Jamie Miller, head of North America Property for Swiss Re, in New York, N.Y., says the RSA partnership is part of Swiss Re Corporate Solutions' push to become a "lean global player."

Miller says Corporate Solutions was restricted from working with bigger companies with foreign exposures in situations where it didn't have a location in the country the client company had operations in or was expanding to when it started the new business group almost two years ago.

"We don't have a global infrastructure even though we are global company, so we don't have a local presence for the legal and admitted regulatory requirements," says Miller. "You have to have a physical presence [in the country] to issue a policy."

He says maintaining a 150+ country infrastructure would be a huge expense that the insurer is not planning to undertake.

By partnering with RSA, the insurer said it can work with U.S. companies that operate in countries where Swiss Re does not have offices.

"Our appetite is pretty strong so we wanted to do the bigger companies with foreign exposures and this allows us to do that," says Miller.

The partnership works through what is called third-party fronting. Swiss Re does all the underwriting of the policy and RSA handles the local admitted requirements. The policy is on Swiss Re paper in the U.S. and Canada and on RSA paper in the other country or countries. If Swiss Re has an office in that country, the policy would be on Swiss Re paper.

"[RSA is] dealing with taxes, coverage requirements, limit restrictions –– global fronting is very complex and that's why you don't see 20 different companies doing it," he says. "You need people who are experts on policy and coverage and local regulatory issues."

With fronting, Miller says, clients have a global master policy that fills the local coverage gaps and are saved from having to spend a lot on local insurance. Each policy is tailored to what the client needs in that country with 100 percent, single-carrier property coverage and limits up to $200 million internationally.

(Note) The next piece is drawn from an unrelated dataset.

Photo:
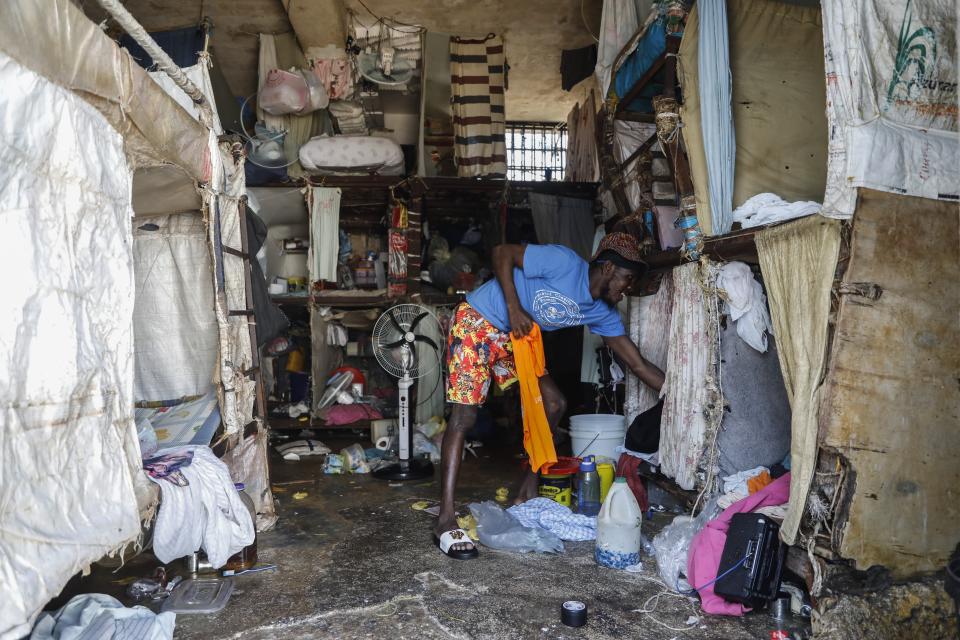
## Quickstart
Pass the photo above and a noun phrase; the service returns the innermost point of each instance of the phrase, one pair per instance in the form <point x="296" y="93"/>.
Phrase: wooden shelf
<point x="368" y="302"/>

Single-carrier property coverage means the insured has one team from premium to claims handling for the entire policy, including catastrophe perils.

"Some companies would just issue U.S. paper for the U.S. exposures and then get an independent policy in the other country but the danger is inconsistency," says Miller.

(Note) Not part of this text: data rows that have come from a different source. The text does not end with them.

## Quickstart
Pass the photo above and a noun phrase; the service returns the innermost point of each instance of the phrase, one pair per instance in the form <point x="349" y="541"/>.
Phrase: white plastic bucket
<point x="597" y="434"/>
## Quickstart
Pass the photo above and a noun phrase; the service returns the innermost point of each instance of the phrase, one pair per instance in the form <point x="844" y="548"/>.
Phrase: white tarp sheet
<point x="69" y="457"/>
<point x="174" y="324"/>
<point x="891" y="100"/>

Swiss Re Corporate Solutions is providing property coverage only right now, including physical property, economic income, buildings, contents, machinery, and physical assets, as well as business interruption/business income. It is targeting service companies, manufacturing, retail and real estate segments with $250 million to $2 billion in sales.

Miller says in the past these policies were directed towards larger corporations, but globalization and the Internet have changed that.

"In today's economy, the company could be relatively small but their product is made overseas so they have some exposure they need to insure," says Miller. "We want to grow this upper middle-market space; and for a lot of these clients, as they grow, they are looking to expand into other countries."

Swiss Re's Corporate Solutions' biggest challenge since its launching, says Miller, was its ability to handle business in foreign countries and the partnership with RSA has now taken care of that. "Our biggest challenge now is getting people comfortable with Swiss Re doing this [direct insurance] business," says Miller. "Part of this reach for us is making people aware that we are a valuable player in the middle-market space."